Haha I was checkin out one of my lady-mantids and noticed how littered the floor of her home is with DEATH ...so many bug parts... so yea, I was like "what if she was as big as a truck!" aaaand... this is the result of music, boredom, and dead crickets. Just thought I'd share


----------



## Opivy (Aug 2, 2009)

How morbid =0 i love it!


----------



## revmdn (Aug 2, 2009)

That's really cool, really creepy, but I like it.


----------



## bassist (Aug 2, 2009)

I like.


----------



## cloud jaguar (Aug 2, 2009)

that is awesome!


----------



## PhilinYuma (Aug 2, 2009)

Very cool!


----------



## Katnapper (Aug 3, 2009)

Another "awesome!" You have a substantial talent for drawing... I hope you keep it up!


----------



## Solsticesun (Aug 3, 2009)

Hahaha  love the comments everyone!

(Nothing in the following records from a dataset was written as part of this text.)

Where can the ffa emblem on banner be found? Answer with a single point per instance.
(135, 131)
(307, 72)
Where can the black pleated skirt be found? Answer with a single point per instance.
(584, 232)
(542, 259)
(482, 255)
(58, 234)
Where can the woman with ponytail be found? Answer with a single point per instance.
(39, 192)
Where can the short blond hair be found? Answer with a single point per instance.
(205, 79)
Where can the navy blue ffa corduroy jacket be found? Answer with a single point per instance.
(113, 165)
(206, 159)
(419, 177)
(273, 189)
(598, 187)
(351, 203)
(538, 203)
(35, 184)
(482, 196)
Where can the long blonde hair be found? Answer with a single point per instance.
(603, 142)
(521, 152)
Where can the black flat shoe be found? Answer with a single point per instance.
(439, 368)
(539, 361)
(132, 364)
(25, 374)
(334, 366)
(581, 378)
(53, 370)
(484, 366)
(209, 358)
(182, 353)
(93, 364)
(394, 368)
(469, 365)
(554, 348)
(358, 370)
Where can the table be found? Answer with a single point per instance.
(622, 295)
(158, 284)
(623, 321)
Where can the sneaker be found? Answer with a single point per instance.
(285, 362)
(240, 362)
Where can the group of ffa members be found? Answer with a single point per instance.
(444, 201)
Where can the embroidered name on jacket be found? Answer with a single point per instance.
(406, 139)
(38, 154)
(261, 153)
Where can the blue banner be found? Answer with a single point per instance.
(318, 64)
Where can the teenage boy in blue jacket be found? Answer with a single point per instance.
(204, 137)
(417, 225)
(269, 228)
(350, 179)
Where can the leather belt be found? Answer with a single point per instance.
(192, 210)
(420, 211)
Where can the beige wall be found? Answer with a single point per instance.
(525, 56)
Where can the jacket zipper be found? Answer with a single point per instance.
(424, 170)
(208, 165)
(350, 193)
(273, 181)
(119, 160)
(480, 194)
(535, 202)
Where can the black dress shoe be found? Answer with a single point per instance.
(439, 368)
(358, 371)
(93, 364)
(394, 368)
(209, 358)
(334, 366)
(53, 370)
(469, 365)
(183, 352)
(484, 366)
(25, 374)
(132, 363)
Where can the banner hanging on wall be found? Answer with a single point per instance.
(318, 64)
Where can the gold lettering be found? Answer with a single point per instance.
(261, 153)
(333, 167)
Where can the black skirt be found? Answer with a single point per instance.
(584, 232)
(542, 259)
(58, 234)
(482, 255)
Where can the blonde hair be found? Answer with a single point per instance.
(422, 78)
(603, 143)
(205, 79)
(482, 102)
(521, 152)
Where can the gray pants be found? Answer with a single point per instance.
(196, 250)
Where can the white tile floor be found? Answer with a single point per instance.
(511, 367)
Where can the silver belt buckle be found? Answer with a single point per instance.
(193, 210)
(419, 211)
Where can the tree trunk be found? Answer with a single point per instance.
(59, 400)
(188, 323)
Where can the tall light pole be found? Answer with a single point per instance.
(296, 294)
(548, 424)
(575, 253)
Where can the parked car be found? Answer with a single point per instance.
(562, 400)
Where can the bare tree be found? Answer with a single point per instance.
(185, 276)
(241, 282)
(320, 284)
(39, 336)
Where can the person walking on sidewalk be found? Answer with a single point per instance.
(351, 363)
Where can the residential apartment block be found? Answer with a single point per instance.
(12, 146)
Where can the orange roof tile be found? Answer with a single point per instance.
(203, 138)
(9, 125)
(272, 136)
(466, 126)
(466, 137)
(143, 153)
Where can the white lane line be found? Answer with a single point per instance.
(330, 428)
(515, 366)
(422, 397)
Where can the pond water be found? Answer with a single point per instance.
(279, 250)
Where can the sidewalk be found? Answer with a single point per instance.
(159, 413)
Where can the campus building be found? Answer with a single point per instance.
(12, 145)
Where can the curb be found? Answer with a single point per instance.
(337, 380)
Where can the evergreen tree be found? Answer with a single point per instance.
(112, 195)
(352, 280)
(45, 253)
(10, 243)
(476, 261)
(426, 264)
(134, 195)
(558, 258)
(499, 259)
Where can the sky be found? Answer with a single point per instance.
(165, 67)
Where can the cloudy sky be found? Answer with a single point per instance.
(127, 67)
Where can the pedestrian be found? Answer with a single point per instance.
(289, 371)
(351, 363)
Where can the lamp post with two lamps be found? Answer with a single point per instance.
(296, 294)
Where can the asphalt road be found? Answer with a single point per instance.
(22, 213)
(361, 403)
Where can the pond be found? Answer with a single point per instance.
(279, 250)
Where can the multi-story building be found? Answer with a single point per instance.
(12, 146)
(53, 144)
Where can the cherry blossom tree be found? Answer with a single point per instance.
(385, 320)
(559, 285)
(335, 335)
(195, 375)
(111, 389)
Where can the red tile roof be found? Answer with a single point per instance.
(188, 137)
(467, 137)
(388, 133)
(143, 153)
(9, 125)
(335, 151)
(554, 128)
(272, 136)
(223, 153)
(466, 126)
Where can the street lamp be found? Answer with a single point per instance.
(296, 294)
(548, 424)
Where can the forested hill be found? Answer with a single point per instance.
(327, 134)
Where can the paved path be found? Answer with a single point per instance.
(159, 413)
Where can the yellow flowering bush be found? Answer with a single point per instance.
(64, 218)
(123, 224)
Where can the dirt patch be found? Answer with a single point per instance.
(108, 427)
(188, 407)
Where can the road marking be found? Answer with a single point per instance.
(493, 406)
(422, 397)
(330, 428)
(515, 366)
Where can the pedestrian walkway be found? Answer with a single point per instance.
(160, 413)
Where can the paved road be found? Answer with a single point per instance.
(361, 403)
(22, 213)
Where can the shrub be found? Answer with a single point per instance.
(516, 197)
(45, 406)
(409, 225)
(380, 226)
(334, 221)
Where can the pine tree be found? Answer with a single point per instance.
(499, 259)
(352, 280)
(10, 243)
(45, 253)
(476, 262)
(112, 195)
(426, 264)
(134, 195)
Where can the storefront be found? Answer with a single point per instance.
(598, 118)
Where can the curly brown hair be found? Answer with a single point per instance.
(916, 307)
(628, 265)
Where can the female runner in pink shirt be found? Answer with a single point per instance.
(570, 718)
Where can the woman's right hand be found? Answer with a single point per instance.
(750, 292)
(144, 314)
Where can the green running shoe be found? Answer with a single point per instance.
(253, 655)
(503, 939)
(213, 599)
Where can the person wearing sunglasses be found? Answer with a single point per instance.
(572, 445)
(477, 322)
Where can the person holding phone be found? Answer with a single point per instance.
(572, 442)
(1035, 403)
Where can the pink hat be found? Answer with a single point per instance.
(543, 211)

Thanks!


----------



## Katnapper (Aug 3, 2009)

You're welcome.... you deserve it! Thanks for sharing it with us!


----------



## superfreak (Aug 3, 2009)

nice


----------



## ismart (Aug 3, 2009)

Very nice! B)


----------



## Rick (Aug 3, 2009)

That's awesome.


----------



## kamakiri (Aug 3, 2009)

Nice perspective work. Like the subject too!


----------



## Morpheus uk (Aug 3, 2009)

Great drawing


----------



## Kruszakus (Aug 3, 2009)

Death is a bi**h, and she looks to be in heat


----------



## Solsticesun (Aug 9, 2011)

Here is a stippling of one of my favorite little girls.


----------



## Idolofreak (Aug 9, 2011)

AWESOME drawing skills but the first one is creepy... Still awesome!


----------



## Malti (Aug 9, 2011)

luv em


----------



## ismart (Aug 9, 2011)

That is awesome!  Cant wait to get your first pic as a tattoo. I will post a pic as soon as i get it!  

I need to make an appointment with my tattoo artist!


----------



## kamakiri (Aug 9, 2011)

Nice follow-up, and great stipple work!


----------



## [email protected] (Aug 10, 2011)

I LOVE them!


----------